Originally Posted by *mimie* 
No, you can't recline the Britax convertible seats (Roundabout, Marathon, Boulevard) while the child is in it. You need to uninstall the seat to change the recline position. Also, when the seat is rear-facing, it MUST be in the reclined position, and when the seat is forward-facing, if the child is over 33 lbs. it must be in the upright position.

I hope that makes sense!

Sort of. I understand that the Maxi-Cosi has an easy button to make it recline even in RF mode. So is this MORE reclining in rear-facing? Or is their easy recline button really only a function you use in FF?

As for "it must be in the upright position", they why does the Maxi-Cosi have a recline feature?


----------



## Ironica (Sep 11, 2005)

Ok, as I understand it, this is the deal on reclining:

* Newborns need to be at a 45-degree angle due to lack of head control.
* Older rear-facing children are safer at a higher incline (around 30 degrees) so that the seat can absorb their weight better in an accident.
* Forward-facing children need to be even more upright, so that they don't fly forward as much in an accident.

So... I can see how it might be handy to be able to shift from a 45-degree angle to a 30-degree angle without reinstalling the seat, but you'd only want to do that once.
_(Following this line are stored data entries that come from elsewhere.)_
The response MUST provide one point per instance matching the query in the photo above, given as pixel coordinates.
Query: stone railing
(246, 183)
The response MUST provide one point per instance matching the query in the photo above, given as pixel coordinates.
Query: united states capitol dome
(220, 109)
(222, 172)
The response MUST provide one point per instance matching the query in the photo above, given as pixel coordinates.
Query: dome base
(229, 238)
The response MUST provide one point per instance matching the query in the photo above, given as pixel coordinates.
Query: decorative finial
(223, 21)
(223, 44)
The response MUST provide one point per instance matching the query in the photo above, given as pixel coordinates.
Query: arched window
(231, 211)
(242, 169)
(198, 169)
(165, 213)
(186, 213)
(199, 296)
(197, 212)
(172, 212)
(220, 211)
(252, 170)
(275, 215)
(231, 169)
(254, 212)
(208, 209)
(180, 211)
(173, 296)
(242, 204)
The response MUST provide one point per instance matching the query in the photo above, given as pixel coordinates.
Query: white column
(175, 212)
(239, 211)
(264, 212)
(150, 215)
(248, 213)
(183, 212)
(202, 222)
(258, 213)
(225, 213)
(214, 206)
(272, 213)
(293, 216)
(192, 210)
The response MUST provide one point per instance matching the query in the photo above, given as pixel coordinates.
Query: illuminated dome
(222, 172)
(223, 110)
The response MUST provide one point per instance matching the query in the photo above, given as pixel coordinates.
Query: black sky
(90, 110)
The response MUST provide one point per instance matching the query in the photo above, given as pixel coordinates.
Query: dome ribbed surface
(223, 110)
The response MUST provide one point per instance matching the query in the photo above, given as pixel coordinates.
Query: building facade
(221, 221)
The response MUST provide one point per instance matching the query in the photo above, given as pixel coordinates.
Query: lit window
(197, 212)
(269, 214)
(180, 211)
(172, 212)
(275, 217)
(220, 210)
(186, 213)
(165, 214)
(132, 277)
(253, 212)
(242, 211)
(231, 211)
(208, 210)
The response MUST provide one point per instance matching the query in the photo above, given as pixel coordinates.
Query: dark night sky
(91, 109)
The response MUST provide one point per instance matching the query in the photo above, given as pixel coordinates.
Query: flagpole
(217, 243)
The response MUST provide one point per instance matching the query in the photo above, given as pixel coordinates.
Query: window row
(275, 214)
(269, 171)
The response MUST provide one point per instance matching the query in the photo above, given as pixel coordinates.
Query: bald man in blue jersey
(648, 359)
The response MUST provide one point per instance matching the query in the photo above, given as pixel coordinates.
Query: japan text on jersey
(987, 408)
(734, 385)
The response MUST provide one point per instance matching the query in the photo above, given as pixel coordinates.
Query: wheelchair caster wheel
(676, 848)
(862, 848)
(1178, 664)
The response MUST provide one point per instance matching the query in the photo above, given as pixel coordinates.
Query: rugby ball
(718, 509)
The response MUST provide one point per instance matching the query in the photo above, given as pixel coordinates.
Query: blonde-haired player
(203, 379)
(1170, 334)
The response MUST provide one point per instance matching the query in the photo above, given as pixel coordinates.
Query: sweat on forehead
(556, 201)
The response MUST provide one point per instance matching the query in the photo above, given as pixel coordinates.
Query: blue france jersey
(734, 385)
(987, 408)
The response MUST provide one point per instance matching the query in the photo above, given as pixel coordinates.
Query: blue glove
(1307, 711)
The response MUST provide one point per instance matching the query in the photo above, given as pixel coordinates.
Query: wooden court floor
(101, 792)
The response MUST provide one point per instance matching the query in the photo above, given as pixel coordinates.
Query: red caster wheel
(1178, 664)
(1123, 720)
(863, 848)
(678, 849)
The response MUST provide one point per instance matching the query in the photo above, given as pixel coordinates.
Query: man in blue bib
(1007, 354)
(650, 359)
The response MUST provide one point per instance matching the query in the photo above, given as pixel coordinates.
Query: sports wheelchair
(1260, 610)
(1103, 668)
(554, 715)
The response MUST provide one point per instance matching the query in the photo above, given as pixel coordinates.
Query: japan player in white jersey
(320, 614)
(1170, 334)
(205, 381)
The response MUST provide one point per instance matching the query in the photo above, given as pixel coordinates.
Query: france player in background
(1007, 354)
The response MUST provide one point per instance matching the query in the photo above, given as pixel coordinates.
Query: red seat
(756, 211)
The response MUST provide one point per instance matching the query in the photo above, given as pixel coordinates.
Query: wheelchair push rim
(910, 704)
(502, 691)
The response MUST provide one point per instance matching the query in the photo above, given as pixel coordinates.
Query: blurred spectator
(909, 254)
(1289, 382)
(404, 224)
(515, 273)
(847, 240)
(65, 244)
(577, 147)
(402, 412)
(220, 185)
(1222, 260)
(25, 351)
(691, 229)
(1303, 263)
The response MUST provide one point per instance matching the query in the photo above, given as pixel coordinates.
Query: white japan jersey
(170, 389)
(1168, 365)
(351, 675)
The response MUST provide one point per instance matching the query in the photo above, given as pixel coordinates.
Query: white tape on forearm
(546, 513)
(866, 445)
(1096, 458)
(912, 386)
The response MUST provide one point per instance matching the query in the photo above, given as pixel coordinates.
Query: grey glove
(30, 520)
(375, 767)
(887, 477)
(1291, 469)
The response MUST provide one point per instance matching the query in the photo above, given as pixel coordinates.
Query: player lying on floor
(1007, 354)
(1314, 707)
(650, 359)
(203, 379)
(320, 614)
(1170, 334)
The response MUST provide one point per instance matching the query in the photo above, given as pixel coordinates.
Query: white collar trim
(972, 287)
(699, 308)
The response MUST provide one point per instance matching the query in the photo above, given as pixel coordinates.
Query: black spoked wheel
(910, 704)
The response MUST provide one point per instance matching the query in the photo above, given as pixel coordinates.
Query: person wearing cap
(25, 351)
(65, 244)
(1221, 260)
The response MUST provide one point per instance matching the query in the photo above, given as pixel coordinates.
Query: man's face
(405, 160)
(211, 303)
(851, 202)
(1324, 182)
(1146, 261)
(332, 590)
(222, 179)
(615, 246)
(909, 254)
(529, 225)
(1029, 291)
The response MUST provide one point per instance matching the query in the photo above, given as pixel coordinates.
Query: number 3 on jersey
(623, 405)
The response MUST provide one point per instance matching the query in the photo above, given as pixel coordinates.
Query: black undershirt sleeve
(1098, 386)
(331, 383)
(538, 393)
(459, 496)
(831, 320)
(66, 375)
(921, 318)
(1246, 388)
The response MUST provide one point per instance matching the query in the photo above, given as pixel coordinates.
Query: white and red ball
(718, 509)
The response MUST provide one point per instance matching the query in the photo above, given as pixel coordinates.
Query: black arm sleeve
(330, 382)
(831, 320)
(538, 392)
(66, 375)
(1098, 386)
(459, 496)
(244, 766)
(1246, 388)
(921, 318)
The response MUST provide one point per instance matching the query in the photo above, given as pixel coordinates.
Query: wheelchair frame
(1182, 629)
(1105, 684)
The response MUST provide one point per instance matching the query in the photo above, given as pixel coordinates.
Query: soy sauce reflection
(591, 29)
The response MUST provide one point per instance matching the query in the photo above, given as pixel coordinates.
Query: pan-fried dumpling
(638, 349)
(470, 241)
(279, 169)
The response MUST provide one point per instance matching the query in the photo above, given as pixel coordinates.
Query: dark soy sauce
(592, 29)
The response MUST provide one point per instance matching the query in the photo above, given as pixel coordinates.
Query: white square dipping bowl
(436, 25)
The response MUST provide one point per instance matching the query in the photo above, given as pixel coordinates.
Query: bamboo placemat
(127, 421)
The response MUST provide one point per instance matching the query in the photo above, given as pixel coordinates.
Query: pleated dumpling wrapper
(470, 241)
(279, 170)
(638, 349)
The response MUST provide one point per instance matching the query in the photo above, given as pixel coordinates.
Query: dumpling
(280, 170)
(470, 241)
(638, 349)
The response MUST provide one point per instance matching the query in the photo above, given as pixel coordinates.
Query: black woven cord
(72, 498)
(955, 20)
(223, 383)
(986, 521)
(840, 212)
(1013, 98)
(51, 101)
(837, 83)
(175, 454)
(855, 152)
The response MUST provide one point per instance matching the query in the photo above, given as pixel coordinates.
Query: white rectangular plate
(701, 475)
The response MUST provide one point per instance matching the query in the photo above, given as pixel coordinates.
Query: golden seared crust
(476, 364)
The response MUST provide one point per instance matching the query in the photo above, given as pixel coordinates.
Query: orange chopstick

In all cases, there's an angle at which the seat is safest; reclining it further or bringing it more upright from that point will reduce the child's safety. CPSTs, am I wrong on this?

In that case, if the recline feature is to enhance comfort while sacrificing safety, I can't say as it's all that desirable from my point of view.


----------



## an_aurora (Jun 2, 2006)

Quote:


Originally Posted by *Ironica* 
CPSTs, am I wrong on this?

In that case, if the recline feature is to enhance comfort while sacrificing safety, I can't say as it's all that desirable from my point of view.

Nope, you are spot on. Save for special circumstances, you want the seat as upright as possible.


----------



## anewmama (Feb 25, 2007)

That's good info... I was sort of leaning towards the Maxi-Cosi for the reclining feature. We go to our property on weekends and it's 3 hours away. So reclining for DD to sleep sounded good. But not at the expense of overall safety.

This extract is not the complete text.